No More Coffee Breaks
Catanoso said gains in productivity and operational efficiency have allowed him to reallocate IT staff in ways that support the VA’s mission more directly, rather than spending time on repetitive tasks. Furthermore, he said the improved performance of the systems and applications used by employees has dramatically increased.
In one colorful example of the productivity improvements the VA achieved by using SL1 to diagnose and fix performance issues, Catanoso describes how some large documents were slow to download before AIOps.

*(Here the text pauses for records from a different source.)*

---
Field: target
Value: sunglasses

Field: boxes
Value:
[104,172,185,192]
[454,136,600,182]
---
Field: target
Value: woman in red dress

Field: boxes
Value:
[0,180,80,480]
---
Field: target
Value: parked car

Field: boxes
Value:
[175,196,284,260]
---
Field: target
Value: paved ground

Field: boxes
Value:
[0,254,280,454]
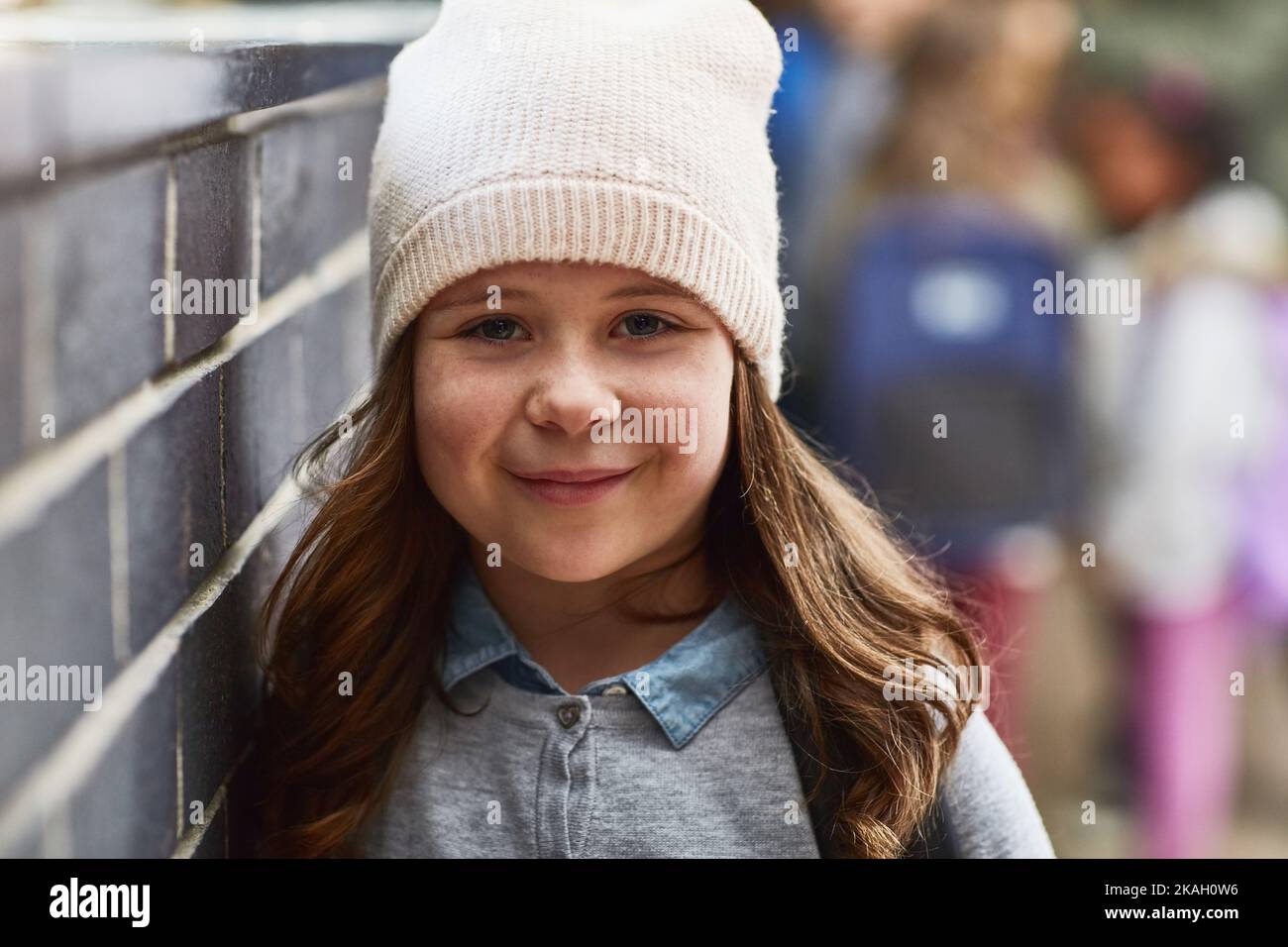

“Pre-migration we had download speeds of two to three minutes, and even more for 100-megabit documents. But we were able to optimize that to get it down to sub-one-minute download speeds for those same size documents, dramatically increasing the performance of the claims adjusters that use that system,” he says. In fact, the speed was so much faster, “They needed to retrain them not to take a coffee break when the document was downloading,” Catanoso laughs.
Measure Twice, Cut Once
“Our enterprise IT infrastructure team basically pulled off what I would consider a technical miracle given how fast we were able to migrate those documents over and get it up and running without losing any data, and without any major downtime,” he adds.
With the VA’s initial cloud migration sprint over, Catanoso says they are back to the crawl, walk run approach, tackling the essentials of IT transformation with SL1 monitoring and managing behind it all, including:
- Tools consolidation into a single platform;
- Complete enterprise discovery; and
- Real-time CMDB population and synchronization.
“Now we’re starting our pivot, at the crawl phase, integrating ScienceLogic with ServiceNow, and our APM tools, and getting a data lake built,” he says. “Once we get into walk and run, we’ll tackle advanced event correlation, response automation, incident detection, and prediction. We want to take our time and get it right upfront. Measure twice, cut once. We’ve got a vast amount of data to collect, and systems to monitor.”
And, ScienceLogic will be there to support the VA just like the VA is there to support our nation’s veterans.